Post by bob » Mon Jan 12, 2009 1:47 am

zullil wrote:
bob wrote: you just make the tree 50% bigger or so. So even if you search a faster NPS, you have to search way more nodes, a losing proposition...
How would this situation change if there were eight actual cores but no hyper-threading? I'm still missing something here.
OK, if You have eight actual threads, the NPS (I am talking Crafty here) will be roughly 8x faster. Suppose you were searching 2.5M nps on a single CPU. With eight, you would see 20M nodes per second. But, again with Crafty, for each CPU you add beyond the first, the one-cpu tree size grows by 30%.

First, let's look at the 2 cpu numbers.

1cpu 2.5M nodes per second. takes 60 seconds to search 150M nodes

2cpu 5.0M nodes per second, but the tree grows to 150M + .25M extra overhead (I just ran a few tests to get an average for this number). So we search 175M nodes per second at 5M nodes per second, which takes about 35 seconds. The speedup is then 60sec/35sec = 1.7x faster.

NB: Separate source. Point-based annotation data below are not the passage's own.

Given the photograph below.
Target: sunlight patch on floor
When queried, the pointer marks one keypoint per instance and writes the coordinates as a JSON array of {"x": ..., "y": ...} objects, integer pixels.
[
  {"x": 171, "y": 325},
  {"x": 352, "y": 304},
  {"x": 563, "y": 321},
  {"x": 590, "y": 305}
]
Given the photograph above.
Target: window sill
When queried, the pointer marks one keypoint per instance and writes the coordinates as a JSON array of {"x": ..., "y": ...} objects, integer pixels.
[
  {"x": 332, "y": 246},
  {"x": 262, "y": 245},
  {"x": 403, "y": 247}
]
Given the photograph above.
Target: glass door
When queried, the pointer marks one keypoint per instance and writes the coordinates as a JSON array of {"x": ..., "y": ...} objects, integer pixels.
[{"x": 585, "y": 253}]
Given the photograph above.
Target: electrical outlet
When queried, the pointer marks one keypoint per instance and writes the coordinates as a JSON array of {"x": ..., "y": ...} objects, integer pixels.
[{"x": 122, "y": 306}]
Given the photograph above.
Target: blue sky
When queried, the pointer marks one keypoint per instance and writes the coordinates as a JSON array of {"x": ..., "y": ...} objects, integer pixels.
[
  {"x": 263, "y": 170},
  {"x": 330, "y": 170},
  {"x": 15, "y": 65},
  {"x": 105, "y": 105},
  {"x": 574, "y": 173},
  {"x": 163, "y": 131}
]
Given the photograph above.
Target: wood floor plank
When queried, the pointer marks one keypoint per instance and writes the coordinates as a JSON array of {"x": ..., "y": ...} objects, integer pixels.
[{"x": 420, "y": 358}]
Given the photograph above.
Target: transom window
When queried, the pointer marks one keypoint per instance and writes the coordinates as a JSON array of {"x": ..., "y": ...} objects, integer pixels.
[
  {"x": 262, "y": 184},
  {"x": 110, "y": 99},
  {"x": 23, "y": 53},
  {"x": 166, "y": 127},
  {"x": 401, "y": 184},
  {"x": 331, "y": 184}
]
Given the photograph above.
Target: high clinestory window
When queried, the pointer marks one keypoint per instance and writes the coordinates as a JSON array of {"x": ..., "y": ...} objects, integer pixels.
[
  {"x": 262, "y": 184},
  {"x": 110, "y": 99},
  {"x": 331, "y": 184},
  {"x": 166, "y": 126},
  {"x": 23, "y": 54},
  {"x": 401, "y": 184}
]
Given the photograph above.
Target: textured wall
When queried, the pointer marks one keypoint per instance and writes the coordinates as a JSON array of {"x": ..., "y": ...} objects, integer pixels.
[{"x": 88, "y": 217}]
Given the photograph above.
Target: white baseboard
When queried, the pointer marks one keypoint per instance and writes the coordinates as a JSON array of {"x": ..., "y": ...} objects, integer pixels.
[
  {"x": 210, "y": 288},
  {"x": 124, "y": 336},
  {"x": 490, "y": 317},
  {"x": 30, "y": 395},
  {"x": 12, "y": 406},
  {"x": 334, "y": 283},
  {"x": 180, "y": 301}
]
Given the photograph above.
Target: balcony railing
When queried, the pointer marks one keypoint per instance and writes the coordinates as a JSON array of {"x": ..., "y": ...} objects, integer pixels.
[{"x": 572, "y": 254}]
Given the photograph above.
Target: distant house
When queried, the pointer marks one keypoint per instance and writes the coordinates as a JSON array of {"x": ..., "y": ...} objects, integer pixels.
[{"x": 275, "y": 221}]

4cpu. 10.0M nodes per second, but tree grows by 40M extra nodes for a total of 190M. 190M divided by 10M nps = 19 seconds. Speedup is 60/19 = 3.1x faster.

This continues at least thru 16 processors.

The problem with hyperthreading is that in the above 2 cpu example (one processor with two logical (hyper-threaded) CPUs. You search 175M nodes, but at not much over 2.5M nodes per second. And that is a big loser as you actually take significantly longer to do the same search compared to the time taken by one processor no hyperthreading...

hope that helps. If you have Crafty and a multiple-cpu machine, you can run the test yourself... Run a single position several times with 2 and 4 to get average results. You will see that if you double the nps by using two real CPUS, the overhead is more than compensated for by the extra NPS. But with hyperthreading, since the NPS doesn't go up very much, suddenly the overhead is enough to make it run slower rather than faster.